Una de las primeras ocasiones en que nos encontramos en la Feria Internacional del Libro en Guadalajara, te invité a caminar por los pasillos, mientras apuntaba hacia las cámaras de vigilancia. Te dije que llegaría el día en que esos aparatejos podrán hacer una lectura de los datos básicos con solo enfocar nuestra fisonomía y el iris de los ojos. Como si utilizaran la información que obtiene Hacienda cuando haces el trámite para darte de alta y poder cobrar con recibos de honorarios. Aun me acuerdo que te dije:

“Mira bato, ¿te imaginas cuando lean en esos datos que tú eres de Sinaloa y yo de Guerrero, y que andamos juntos de manera sospechosa por estos pasillos?’. Nos cagamos de la risa.

Todavía tengo presente el verano del 2014, cuando con Gris, tu mujer, tus hijos Tania y Fran, me tomaste la palabra y aceptaste la invitación para visitar la casa de mis padres en mi tierra natal, Taxco de Alarcón, Guerrero. Ese viaje fue inolvidable bato. Ahí están las fotos con los rostros sonrientes de todos nosotros, abrazados, con el fondo de la parroquia barroca de Santa Prisca.

Para ese entonces ya eras una celebridad. Todo mundo te entrevistaba, te buscaban colegas cuando iban a Culiacán para que les dieras un “norte” en el trabajo de campo. Te mostrabas como lo que eras y siempre fuiste: un ser  benigno, de luz, que recibías a todos en camaradería y hacías sentirlos pronto en confianza.
Bato, si supieras todas las muestras de indignación, de rabia, de tristeza y de coraje que ha generado tu abrupta partida. Como suele ocurrir, cuando uno ya no está, vienen los gestos de reconocimiento en la tierra natal. Como dijo Gris en tu velorio, ya no interesan porque en vida siempre te lo negaron. Aunque tuviste el respeto, admiración y cariño de colegas, instituciones y personalidades en diversas partes del país y del mundo, en Sinaloa no fue como te hubiera gustado que fuera.
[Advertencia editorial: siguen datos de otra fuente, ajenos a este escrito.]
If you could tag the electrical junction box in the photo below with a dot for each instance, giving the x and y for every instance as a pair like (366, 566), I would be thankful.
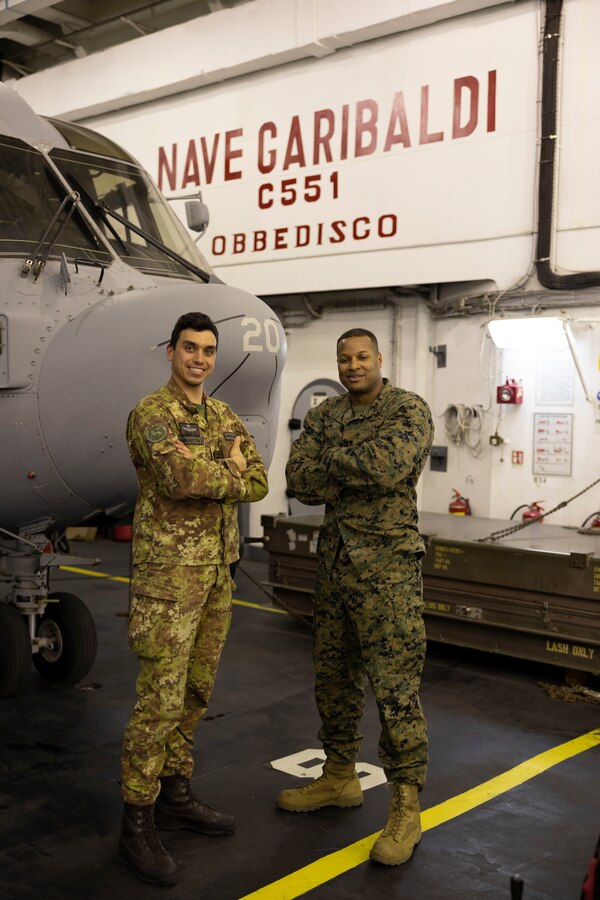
(509, 392)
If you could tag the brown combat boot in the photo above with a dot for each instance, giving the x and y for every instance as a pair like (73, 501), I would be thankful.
(140, 847)
(402, 833)
(177, 808)
(339, 785)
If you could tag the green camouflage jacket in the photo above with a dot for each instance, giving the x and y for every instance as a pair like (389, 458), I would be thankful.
(364, 465)
(186, 512)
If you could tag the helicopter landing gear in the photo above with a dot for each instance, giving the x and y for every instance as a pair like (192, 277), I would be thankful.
(66, 640)
(57, 630)
(15, 650)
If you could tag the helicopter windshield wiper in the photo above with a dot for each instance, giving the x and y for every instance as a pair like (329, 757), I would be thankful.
(155, 242)
(51, 235)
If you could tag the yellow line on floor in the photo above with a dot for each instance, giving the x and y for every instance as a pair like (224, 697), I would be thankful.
(306, 879)
(93, 574)
(124, 580)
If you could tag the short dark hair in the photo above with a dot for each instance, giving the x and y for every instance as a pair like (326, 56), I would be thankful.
(359, 332)
(195, 321)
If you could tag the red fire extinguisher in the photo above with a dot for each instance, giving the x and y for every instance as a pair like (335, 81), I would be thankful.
(534, 511)
(592, 521)
(531, 511)
(459, 505)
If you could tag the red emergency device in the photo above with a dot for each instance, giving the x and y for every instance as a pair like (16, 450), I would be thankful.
(509, 392)
(459, 505)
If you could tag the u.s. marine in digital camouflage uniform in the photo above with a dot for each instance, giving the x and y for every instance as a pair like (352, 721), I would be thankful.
(362, 453)
(195, 463)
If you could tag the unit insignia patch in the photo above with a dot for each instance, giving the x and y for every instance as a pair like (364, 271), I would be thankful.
(155, 433)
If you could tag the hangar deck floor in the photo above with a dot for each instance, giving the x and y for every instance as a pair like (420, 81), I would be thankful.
(487, 815)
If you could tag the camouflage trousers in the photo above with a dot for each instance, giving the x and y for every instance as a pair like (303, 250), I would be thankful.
(178, 638)
(374, 628)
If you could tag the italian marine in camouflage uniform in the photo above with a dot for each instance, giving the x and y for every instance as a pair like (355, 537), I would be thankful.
(362, 453)
(195, 463)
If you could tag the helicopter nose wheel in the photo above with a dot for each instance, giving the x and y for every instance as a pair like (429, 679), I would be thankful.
(68, 640)
(15, 650)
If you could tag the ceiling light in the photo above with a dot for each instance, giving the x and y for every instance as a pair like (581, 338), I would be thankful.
(543, 332)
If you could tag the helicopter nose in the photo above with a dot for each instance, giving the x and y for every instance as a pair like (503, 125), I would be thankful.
(102, 362)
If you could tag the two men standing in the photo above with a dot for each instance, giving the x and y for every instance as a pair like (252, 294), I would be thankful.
(361, 454)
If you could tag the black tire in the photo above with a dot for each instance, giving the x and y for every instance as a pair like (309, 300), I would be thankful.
(15, 650)
(70, 625)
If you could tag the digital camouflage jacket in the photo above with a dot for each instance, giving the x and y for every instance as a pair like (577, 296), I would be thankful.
(186, 512)
(364, 464)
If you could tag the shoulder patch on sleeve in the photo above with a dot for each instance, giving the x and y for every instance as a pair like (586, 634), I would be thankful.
(155, 433)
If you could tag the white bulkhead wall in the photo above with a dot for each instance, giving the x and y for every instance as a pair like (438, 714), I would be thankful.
(418, 132)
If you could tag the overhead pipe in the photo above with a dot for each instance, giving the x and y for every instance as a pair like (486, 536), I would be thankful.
(548, 159)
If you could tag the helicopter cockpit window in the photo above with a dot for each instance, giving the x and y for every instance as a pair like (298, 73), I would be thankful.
(110, 185)
(29, 198)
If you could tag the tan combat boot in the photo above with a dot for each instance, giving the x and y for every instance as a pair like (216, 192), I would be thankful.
(402, 833)
(337, 786)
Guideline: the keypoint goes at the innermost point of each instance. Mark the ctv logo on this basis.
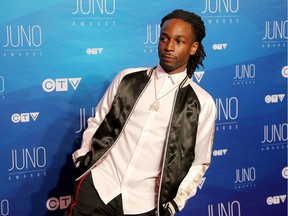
(24, 117)
(61, 84)
(274, 98)
(94, 51)
(275, 200)
(219, 46)
(199, 75)
(54, 203)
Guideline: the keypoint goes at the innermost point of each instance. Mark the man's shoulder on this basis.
(133, 70)
(200, 91)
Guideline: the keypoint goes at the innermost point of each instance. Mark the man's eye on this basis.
(163, 39)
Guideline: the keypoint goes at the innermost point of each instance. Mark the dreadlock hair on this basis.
(198, 30)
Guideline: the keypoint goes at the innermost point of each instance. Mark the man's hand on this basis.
(169, 209)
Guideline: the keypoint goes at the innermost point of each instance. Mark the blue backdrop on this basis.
(57, 58)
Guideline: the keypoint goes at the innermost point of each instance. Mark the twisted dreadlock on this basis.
(198, 30)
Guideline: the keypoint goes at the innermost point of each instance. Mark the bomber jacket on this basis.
(188, 147)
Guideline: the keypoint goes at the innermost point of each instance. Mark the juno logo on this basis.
(60, 85)
(24, 117)
(275, 200)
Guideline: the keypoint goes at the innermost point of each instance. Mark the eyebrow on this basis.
(163, 33)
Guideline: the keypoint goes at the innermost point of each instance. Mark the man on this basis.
(150, 142)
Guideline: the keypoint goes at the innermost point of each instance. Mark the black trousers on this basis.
(87, 202)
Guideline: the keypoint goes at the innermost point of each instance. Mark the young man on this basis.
(150, 142)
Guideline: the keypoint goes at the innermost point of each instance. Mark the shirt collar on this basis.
(178, 77)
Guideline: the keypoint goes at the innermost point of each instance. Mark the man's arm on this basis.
(203, 150)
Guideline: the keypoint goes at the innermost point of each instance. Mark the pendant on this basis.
(154, 106)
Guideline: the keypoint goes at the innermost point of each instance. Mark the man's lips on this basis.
(168, 57)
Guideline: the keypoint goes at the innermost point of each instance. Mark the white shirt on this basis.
(133, 164)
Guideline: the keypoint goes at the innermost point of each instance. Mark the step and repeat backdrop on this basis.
(57, 58)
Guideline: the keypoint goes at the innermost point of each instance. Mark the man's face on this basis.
(176, 45)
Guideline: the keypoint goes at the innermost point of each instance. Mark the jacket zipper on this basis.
(164, 155)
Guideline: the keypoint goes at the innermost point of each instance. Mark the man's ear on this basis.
(194, 48)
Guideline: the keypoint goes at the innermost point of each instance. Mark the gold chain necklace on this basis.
(156, 103)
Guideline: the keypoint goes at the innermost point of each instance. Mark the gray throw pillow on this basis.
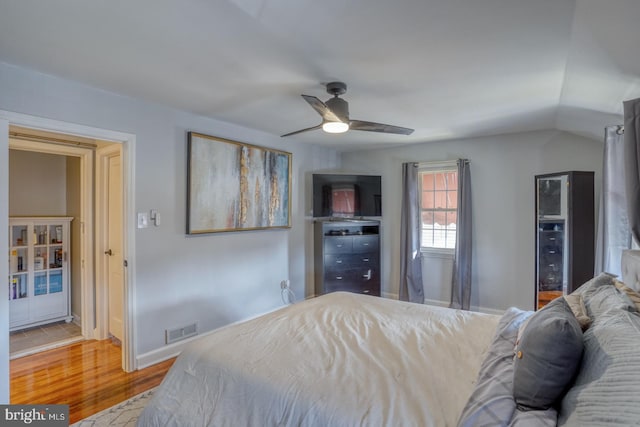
(547, 356)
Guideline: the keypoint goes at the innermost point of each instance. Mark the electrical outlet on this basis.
(143, 220)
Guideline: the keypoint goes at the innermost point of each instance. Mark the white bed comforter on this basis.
(337, 360)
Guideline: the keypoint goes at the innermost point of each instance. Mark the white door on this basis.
(114, 243)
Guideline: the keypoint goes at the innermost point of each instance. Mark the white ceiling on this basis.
(448, 68)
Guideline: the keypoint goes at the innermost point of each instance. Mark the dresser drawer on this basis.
(338, 244)
(354, 280)
(366, 243)
(349, 260)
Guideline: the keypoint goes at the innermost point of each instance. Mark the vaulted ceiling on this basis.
(447, 68)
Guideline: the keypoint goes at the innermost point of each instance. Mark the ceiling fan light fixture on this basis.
(335, 127)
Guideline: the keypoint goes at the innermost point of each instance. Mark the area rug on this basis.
(124, 414)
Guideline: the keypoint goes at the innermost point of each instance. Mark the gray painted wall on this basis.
(210, 279)
(502, 170)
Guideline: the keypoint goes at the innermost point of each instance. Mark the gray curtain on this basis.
(461, 282)
(632, 162)
(410, 258)
(614, 235)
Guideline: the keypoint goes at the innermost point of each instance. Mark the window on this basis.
(438, 208)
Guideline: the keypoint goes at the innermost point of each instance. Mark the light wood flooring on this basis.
(38, 338)
(86, 375)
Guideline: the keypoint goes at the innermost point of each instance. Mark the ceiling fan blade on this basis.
(302, 130)
(322, 109)
(378, 127)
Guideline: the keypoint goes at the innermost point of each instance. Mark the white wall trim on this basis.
(4, 266)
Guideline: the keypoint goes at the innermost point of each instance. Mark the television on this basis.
(347, 196)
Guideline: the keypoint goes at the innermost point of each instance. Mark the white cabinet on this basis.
(38, 271)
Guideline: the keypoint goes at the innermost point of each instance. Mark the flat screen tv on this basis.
(347, 196)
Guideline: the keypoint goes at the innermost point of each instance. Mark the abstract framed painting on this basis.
(233, 186)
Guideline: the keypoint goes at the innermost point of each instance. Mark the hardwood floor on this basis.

Javier, el lunes 15 de mayo del 2017 comenzó oficialmente tu leyenda hermano. No te preocupes, mientras yo viva y Dios me dé licencia, seguiré luchando por tus ideales, por lo que buscaste y por lo que peleaste. La mejor manera de nunca olvidarte será velar por Fran, a quien me pedías lo aconsejara. Fuiste testigo que nos hicimos compas desde aquella vez que fuimos los tres junto con nuestro amigo David al estadio Olímpico de Ciudad Universitaria, a ver un partido de futbol de nuestros Pumas de la UNAM contra el odiado América.
Fran y tú fueron recibidos con las trompetas y tambores por el túnel donde solo pasan los miembros de una selecta cofradía universitaria. Así como gritamos ese día desde la grada, lo hago ahora con la rabia que me produce tu inesperada partida: ¡Chinguen a su madre, putos!